Aku menarik napas, memasok banyak-banyak udara ke dalam paru-paruku. Berbicara banyak-banyak bikin aku sesak. Juga mulutku jadi kering. Begini ya rasanya banyak bicara, bikin capek. Orang-orang yang biasanya cerewet itu, enggak pernah capek apa ya kalau mulutnya banyak bergerak? Contohnya kayak manusia aneh di sebelahku ini. Sudah cerewet, buat kesal pula. Rasa-rasanya aku ingin melempar dia ke samudera hindia agar aku bisa kembali ke kehidupanku yang semula.
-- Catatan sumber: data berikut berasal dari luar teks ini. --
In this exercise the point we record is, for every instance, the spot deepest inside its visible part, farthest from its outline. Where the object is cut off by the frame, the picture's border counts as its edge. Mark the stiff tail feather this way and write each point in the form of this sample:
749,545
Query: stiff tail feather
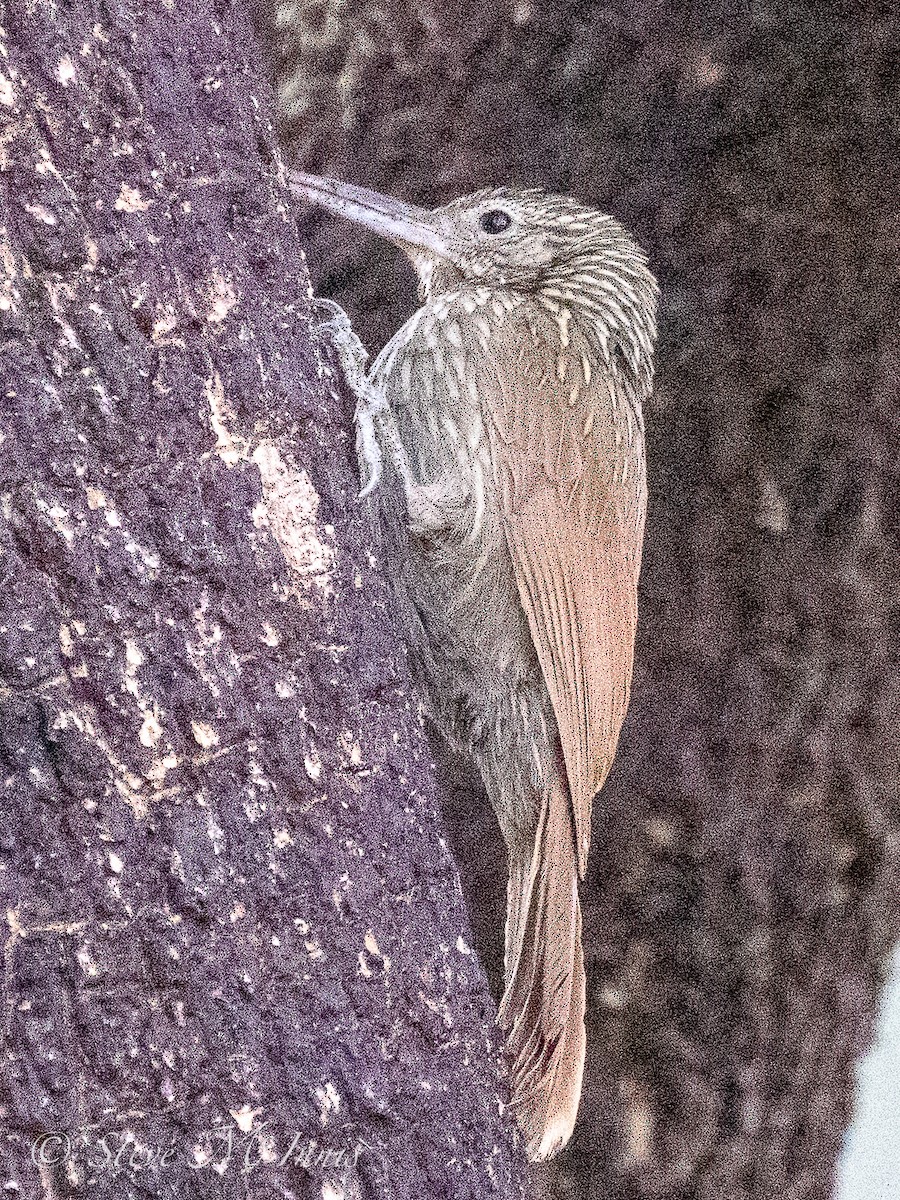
543,1008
Hening dan tanpa manusia cerewet.

Suara guruh dari langit menyentak ku seketika. Langit tadinya cerah, mendadak awan putih berubah kelabu, menandakan jika sebentar lagi rinai hujan akan mengguyur bumi. Aku berdiri, membuat Ikbal mengikut-sertakan pandangannya padaku.

"Mau ke mana?"

Aku hanya diam dan segera melangkah pergi. Langkahku cepat, ingin segera tiba di rumah tanpa kehujanan. Lalu kemudian aku menyadari ada langkah lain di sebelahku. Turut menyamakan langkahnya denganku.
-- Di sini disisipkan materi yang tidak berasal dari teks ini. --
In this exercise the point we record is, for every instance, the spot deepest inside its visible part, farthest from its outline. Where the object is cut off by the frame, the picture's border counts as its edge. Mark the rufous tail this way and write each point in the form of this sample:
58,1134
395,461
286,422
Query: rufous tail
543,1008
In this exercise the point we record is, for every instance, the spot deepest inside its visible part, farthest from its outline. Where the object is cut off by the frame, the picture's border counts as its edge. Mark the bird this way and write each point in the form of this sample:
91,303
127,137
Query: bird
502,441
"Lo takut sama hujan, Ndy?"

Enggak. Aku menjawab pertanyaannya di dalam hati. Aku tidak takut pada hujan, aku tidak takut dengan suara guruh. Aku juga tidak takut pada air. Aku cuma tidak suka kenangan-kenangan yang sudah lama sekali berlalu, kembali berputar dalam ingatan hanya karena setiap rinai hujan yang turun. Entah mengapa, hujan selalu mampu mengurai kembali kenangan yang sudah berlalu. Kembali membawa kenangan itu memenuhi ingatan. Dan aku tidak suka hujan karena itu. Kedengarannya memang sangat melankolis atau lebay atau apapun yang boleh kalian sebut. Tetapi aku mengartikan hujan seperti itu.